Wikileaks dump: Could the CIA hack your smart TV?
The answer is a decided maybe:
A trove of documents released Tuesday by WikiLeaks claim that a CIA surveillance program can target everyday electronic gadgets — including smart TVs, smartphones and even cars.
The spy program can snoop on unsuspecting Americans, WikiLeaks says, by turning the gadgets into recording devices that can capture conversations.
The agency’s “Weeping Angel” program — believed to be developed along with British agency MI5 — allegedly captured audio, but not video, after the Samsung smart TVs were compromised.

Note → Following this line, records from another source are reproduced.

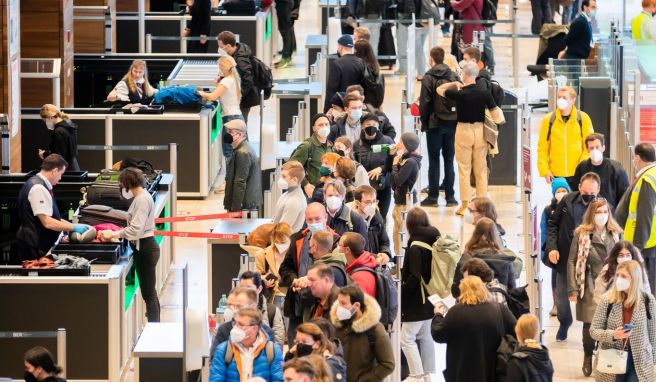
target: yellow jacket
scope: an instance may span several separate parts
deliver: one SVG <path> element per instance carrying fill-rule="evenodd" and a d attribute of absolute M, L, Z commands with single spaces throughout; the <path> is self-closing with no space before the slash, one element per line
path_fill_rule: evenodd
<path fill-rule="evenodd" d="M 579 126 L 577 121 L 579 112 L 583 126 Z M 594 133 L 592 121 L 585 112 L 579 111 L 576 107 L 572 108 L 567 124 L 563 121 L 559 109 L 554 113 L 556 118 L 551 126 L 549 140 L 547 135 L 552 113 L 548 113 L 542 119 L 538 140 L 538 171 L 540 176 L 551 173 L 553 176 L 569 177 L 574 175 L 576 166 L 589 157 L 585 147 L 585 137 Z"/>

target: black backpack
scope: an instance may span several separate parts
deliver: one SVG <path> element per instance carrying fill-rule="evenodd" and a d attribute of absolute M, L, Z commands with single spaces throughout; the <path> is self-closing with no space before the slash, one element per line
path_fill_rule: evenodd
<path fill-rule="evenodd" d="M 364 88 L 364 102 L 379 108 L 385 99 L 385 78 L 382 74 L 376 76 L 368 65 L 364 66 L 362 75 L 362 87 Z"/>
<path fill-rule="evenodd" d="M 497 5 L 499 0 L 483 0 L 483 11 L 481 12 L 481 20 L 497 20 Z M 495 22 L 484 23 L 483 26 L 491 27 Z"/>
<path fill-rule="evenodd" d="M 440 85 L 446 84 L 448 82 L 457 81 L 457 78 L 455 78 L 455 75 L 453 76 L 454 78 L 452 78 L 453 81 L 451 81 L 451 79 L 447 79 L 447 78 L 443 78 L 443 77 L 442 78 L 436 77 L 436 76 L 433 76 L 433 77 L 439 78 L 439 80 L 437 81 L 437 83 L 435 85 L 435 88 L 438 88 L 438 87 L 440 87 Z M 457 119 L 457 115 L 456 115 L 456 112 L 455 112 L 455 110 L 456 110 L 456 101 L 454 101 L 452 99 L 449 99 L 449 98 L 446 98 L 446 97 L 442 97 L 441 95 L 439 95 L 437 93 L 435 93 L 433 96 L 435 97 L 435 99 L 433 101 L 433 114 L 436 117 L 438 117 L 439 119 L 443 120 L 443 121 L 455 121 Z M 448 119 L 446 118 L 447 116 L 449 116 Z"/>
<path fill-rule="evenodd" d="M 257 89 L 258 96 L 264 91 L 264 99 L 269 99 L 273 88 L 271 68 L 255 56 L 251 56 L 251 66 L 253 68 L 253 85 Z"/>
<path fill-rule="evenodd" d="M 392 273 L 387 267 L 378 267 L 376 270 L 369 267 L 361 266 L 354 268 L 351 274 L 359 271 L 370 272 L 376 279 L 376 301 L 380 305 L 380 323 L 389 327 L 396 319 L 396 313 L 399 308 L 399 298 L 397 295 L 396 285 L 392 278 Z M 350 277 L 349 277 L 350 279 Z M 349 283 L 353 283 L 350 279 Z"/>
<path fill-rule="evenodd" d="M 501 293 L 506 298 L 506 304 L 508 304 L 508 309 L 513 316 L 519 318 L 522 314 L 531 312 L 531 304 L 526 292 L 527 287 L 528 285 L 524 285 L 523 287 L 509 289 L 507 292 L 502 288 L 490 288 L 490 292 Z"/>

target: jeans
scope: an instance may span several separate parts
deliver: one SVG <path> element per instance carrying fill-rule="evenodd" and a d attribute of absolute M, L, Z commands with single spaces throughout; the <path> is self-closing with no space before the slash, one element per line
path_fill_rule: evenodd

WikiLeaks releases thousands of alleged CIA hacking documents
According to WikiLeaks, even when the TV appears to be turned off, it “operates as a bug, recording conversations in the room and sending them over the internet to a covert CIA server.”
While the TVs are in what’s called “fake-off mode,” the screen appears off and the LEDs on the front of the set dim as if you’d turned off your TV.
Nonetheless, the TV remains “on” and capable of recording conversations after the CIA has hacked the TV remotely.
The TV’s microphones are normally there for viewers to make voice commands, such as requests for movie recommendations. Other information that could be gleaned off of one’s smart TV include browser histories and WiFi information.